Eastern Mazani is spoken in the entire valley of the Chalus River, though some Kurdish tribes were established in the villages of Kojur and Kelardasht during the Qajar period.

===Population===
At the time of the 2006 National Census, the city's population was 44,618 in 12,791 households. The following census in 2011 counted 47,881 people in 15,077 households. The 2016 census measured the population of the city as 65,196 people in 22,166 households.

===Geography===
The city is in Mazandaran province of northern Iran. The bordering counties are Nowshahr to the east, Tonekabon to the west (in Mazandaran province) and Tehran province to the south. It sits on the Chalus River by the Caspian Sea.

===Climate===
Chalus has a humid subtropical climate (Köppen: Cfa, Trewartha: Cf), with warm, humid summers and cool, damp winters.

== Tourism ==
Chalus is a major vacation destination for Iranians during holidays for its nice weather and natural attractions. One of the great attractions of Chalus is the mountainous road leading to Chalus, widely known as Chalus Road. This city has a reputation for a number of villages, one of which is called Namakab Rud. This town offers a variety of different entertaining activities, such as a cable car, offering a view of the surrounding mountains.

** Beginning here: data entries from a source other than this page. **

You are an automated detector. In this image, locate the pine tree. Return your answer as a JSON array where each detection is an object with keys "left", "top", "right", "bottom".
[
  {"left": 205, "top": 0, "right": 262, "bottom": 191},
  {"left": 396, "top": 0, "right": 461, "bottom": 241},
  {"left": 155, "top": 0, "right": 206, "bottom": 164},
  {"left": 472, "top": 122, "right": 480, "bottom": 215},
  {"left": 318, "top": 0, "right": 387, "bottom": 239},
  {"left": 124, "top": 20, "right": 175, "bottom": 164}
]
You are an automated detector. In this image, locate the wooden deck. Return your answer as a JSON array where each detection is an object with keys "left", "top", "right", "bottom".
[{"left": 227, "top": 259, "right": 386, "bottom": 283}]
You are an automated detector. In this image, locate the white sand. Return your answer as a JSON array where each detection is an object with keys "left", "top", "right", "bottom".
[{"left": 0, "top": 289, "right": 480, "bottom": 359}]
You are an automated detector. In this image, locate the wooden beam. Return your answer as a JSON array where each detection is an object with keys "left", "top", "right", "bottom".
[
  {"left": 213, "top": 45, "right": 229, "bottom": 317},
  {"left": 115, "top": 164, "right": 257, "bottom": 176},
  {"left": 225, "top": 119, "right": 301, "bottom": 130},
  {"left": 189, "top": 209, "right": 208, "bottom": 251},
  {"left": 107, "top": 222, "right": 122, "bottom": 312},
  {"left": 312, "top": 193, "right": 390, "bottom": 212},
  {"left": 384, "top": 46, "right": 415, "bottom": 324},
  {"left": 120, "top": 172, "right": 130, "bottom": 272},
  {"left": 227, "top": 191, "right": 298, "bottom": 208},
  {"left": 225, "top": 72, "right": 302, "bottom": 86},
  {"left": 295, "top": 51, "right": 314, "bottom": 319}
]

Gole Sorkhi, Mohavateh Kaakh (The Palace), Chalus Mahalleh, Radio Darya, Dahgiri, Sheykh Ghotb are among the most notable neighborhoods of Chalus.

The Taliesin Associated Architects (Frank Lloyd Wright Foundation) had three buildings built in Iran, one of which was the summer residence of Shams Pahlavi known as Mehrafarin Palace in Chalus (occupied by the local police as of 2004).